Едва ли не то самое чувство испытал я, когда тащил нагруженные санки. Еще сотня шагов, понимал я, и ноги мои, обутые в шнурованные ботинки, завязнут в сугробе, не слишком даже глубоком, но таком, что цепко их ухватит, и тогда они надломятся, точно стеклянные, у края ботинка. Еще сотня шагов, и санки встанут как вкопанные, а веревка вмерзнет торчком в воздух вместе с моим кулаком и моей варежкой, но я этого ничего не увижу: глаза мои на этой жестокой стуже уже обратились в мраморные шарики.

Но в этом снежном краю оставалась еще одна живая душа  свидетельница всего, и она меня отыщет. Она не усидит у отца в пивной, пока он испытывает на Крёгере свою добродетель. Она объявит ему, что отныне ему самому придется заботиться о корме, ее же судьба отправиться в путь, на ледяную равнину. Ее судьба идти, догонять Марка Нибура, что с такой жуткой решимостью ринулся навстречу бешеным порывам ветра, нога которого пришлась в самый раз ее ноге, а рука в самый раз ее юной груди.

Она наденет на себя свой кроличий панцирь, а голову, точно шлемом, защитит платком, она и сквозь вьюгу станет звать Марка Нибура, пойдет по его следу, отмеченному там и сям золотым зерном, и отыщет Марка Нибура; слишком поздно, правда, чтобы вернуть его к живому теплу, но как раз вовремя, чтобы лицезреть мужественную гибель Марка Нибура от ледяной смерти с Последним Словом на устах:

 А я и вправду не знал, что вы кур держите!

Ничего, однако, не вышло из сего морозного варианта «Ромео и Джульетты»; Джульетта предпочла остаться о отцом в теплой пивной, а потом опять ездила в гимназию в Мельдорф и всегда при встрече этак небрежно кивала мне; а я пробивался сквозь ледяные преграды в нашу кухню, и там меня ждал самый в моей жизни горячий, самый сладкий, самый нежный, самый перченый, самый распрекрасный горошек с салом, а гоняя на коньках по льду залива, я ни разу рта не раскрыл, чтоб кому-нибудь словечко проронить о директорской дочке Гритье. Да и холодно было слишком.

XI

В задуманном мною реестре на следующее место можно, пожалуй, поставить одиночество или грязь. Имея в виду, что страх следует либо вовсе забыть, либо уж поставить в самое начало.

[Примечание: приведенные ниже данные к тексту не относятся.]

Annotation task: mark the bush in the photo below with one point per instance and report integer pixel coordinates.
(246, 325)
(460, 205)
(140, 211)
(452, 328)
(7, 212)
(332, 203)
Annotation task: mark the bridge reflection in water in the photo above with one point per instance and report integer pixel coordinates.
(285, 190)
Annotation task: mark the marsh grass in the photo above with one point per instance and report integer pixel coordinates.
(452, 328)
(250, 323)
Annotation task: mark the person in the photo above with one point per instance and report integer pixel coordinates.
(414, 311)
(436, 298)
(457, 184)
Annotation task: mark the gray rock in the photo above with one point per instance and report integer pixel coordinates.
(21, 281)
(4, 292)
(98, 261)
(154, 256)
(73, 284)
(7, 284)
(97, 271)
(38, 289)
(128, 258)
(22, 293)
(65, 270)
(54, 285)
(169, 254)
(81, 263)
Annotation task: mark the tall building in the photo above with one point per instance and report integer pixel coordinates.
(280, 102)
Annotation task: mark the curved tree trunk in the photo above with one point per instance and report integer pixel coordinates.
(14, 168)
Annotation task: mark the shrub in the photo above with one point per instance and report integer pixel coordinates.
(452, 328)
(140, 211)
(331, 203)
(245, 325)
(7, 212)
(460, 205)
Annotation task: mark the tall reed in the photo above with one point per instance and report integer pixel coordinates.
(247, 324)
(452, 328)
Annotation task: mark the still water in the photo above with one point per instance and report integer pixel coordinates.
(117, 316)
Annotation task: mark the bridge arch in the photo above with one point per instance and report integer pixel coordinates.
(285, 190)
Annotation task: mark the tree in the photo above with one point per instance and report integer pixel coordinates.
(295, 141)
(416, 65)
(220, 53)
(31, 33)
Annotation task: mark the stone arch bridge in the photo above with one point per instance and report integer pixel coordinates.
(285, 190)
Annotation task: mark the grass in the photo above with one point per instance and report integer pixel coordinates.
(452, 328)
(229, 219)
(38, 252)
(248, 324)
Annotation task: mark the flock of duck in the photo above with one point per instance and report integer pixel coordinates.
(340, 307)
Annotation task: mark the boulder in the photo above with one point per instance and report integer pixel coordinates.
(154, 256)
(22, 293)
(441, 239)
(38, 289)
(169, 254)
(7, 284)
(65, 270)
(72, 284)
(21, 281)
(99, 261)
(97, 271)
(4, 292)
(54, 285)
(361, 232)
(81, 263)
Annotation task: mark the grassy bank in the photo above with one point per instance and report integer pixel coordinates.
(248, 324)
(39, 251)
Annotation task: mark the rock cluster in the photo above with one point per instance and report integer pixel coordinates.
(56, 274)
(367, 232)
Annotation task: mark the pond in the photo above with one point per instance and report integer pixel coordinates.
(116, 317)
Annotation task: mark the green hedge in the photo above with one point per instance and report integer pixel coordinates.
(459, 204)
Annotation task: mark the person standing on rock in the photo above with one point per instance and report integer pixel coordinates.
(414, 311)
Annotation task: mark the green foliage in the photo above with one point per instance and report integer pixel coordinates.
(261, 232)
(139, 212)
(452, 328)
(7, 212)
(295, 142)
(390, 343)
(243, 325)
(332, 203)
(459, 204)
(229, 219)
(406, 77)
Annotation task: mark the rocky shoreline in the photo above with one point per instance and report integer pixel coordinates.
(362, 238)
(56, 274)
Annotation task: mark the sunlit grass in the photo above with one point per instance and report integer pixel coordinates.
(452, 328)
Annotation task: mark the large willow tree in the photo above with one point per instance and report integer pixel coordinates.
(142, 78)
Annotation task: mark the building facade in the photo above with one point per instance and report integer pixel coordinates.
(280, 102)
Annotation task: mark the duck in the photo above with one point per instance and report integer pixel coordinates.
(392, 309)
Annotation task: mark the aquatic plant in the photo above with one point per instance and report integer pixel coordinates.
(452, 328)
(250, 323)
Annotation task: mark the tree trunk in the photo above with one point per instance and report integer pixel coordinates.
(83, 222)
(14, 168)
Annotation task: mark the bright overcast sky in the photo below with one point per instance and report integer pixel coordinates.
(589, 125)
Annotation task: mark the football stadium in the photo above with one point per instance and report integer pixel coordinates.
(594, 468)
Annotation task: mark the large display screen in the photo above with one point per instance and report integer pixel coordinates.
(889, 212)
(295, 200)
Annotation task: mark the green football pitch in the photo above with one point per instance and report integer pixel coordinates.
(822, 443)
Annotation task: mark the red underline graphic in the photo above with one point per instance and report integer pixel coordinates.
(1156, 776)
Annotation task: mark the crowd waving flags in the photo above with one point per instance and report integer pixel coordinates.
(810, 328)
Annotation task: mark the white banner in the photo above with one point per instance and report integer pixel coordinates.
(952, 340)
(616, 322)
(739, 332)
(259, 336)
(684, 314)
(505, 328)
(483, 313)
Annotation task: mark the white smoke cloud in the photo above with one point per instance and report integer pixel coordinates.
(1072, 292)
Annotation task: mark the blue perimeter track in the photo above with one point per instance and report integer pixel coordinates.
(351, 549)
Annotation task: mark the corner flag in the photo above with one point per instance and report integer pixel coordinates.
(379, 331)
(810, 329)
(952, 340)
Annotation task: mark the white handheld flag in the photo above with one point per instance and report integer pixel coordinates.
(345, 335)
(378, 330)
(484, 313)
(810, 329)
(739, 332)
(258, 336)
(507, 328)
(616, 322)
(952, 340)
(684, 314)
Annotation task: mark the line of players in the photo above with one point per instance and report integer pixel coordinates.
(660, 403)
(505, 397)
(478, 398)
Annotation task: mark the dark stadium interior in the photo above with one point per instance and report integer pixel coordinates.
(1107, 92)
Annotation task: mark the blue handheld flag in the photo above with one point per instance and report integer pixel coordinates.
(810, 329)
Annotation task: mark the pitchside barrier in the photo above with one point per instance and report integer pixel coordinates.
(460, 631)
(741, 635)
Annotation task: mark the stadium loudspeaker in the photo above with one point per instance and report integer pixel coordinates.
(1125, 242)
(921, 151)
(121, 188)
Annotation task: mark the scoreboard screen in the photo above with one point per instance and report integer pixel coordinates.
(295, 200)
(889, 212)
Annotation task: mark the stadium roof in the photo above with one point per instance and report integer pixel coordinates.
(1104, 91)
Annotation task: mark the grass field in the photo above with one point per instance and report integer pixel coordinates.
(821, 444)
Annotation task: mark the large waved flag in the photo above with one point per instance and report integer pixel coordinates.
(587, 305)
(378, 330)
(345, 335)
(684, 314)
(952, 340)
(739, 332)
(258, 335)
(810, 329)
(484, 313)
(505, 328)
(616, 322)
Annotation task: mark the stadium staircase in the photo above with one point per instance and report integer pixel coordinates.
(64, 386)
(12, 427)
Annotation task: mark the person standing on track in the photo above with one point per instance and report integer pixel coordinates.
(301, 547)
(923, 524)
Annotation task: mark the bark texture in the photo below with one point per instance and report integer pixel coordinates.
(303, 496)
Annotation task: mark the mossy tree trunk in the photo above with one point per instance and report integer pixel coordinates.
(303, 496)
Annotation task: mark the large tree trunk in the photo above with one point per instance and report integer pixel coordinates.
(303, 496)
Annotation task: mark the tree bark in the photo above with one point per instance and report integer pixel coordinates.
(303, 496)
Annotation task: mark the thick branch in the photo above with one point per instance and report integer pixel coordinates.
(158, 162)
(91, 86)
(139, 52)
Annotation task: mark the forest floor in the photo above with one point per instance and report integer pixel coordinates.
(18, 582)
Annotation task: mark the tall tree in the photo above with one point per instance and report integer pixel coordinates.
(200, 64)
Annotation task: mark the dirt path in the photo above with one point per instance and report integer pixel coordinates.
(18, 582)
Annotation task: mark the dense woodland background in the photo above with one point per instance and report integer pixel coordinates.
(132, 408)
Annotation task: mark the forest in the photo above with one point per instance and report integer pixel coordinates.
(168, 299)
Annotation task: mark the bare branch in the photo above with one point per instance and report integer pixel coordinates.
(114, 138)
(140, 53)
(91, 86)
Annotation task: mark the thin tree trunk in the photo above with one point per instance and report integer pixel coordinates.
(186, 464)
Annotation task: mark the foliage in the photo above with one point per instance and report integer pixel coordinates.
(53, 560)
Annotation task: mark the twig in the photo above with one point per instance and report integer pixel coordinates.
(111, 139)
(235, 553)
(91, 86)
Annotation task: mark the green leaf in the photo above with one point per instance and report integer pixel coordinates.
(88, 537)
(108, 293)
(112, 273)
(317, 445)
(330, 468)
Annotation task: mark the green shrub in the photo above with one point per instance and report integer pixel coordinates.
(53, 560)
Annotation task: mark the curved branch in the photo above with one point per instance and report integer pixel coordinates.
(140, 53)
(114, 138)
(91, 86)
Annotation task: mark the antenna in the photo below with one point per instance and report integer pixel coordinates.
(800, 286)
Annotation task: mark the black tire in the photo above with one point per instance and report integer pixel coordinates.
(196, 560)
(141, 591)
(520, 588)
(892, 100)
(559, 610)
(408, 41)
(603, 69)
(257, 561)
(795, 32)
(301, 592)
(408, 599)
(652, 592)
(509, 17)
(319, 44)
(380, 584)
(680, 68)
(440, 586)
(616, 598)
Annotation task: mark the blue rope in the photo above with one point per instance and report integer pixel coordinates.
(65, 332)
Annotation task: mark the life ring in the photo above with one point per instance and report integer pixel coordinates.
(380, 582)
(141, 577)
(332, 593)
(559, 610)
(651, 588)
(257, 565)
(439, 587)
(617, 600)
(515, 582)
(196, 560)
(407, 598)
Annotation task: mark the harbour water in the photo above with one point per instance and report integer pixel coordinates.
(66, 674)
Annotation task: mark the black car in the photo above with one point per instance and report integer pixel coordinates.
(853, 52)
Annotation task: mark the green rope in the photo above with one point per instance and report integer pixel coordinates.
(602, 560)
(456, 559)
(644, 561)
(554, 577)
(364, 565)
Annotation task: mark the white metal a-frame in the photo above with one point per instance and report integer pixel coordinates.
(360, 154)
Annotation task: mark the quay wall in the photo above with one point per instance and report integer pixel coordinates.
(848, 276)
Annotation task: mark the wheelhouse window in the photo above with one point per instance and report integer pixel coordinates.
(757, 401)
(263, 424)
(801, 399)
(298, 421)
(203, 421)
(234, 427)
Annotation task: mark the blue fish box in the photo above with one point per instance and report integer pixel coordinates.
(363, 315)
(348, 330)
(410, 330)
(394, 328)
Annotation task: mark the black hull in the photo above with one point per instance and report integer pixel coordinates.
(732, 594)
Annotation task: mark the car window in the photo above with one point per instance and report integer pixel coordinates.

Грязно в моей камере едва ли могло быть. Окно всегда было закрыто, а гости ко мне не заглядывали; Шибко и другие надзиратели останавливались на пороге, когда в час переклички приходили глянуть, тут ли я. С тем же успехом они могли бы глянуть на меня через «глазок», но тогда это не была бы перекличка. Дежурные, разносившие еду, тоже стояли у двери, а объедков у меня не случалось. Перестилая кровать, я не сорил ни пухом, ни соломой, на моей кровати, там, где положено быть матрацу, лежали только доски. Но постель нужно стелить, и потому я каждое утро переворачивал доски, а чтоб подметать пыль от них и щепушки, надзиратель давал мне метлу. И стоял, пока я мел, в дверях; надо думать, из хворостинок метлы можно сплести хворостинные лестницы или хворостинные веревки. Мне, чтоб хватило от окна до земли, понадобилось бы десятка три метел, не говоря уж о железной решетке на окнах. Но вполне возможно, история юстиции знает парня, смастерившего из метлы напильник, во всяком случае, они всегда тут же требовали метлу назад.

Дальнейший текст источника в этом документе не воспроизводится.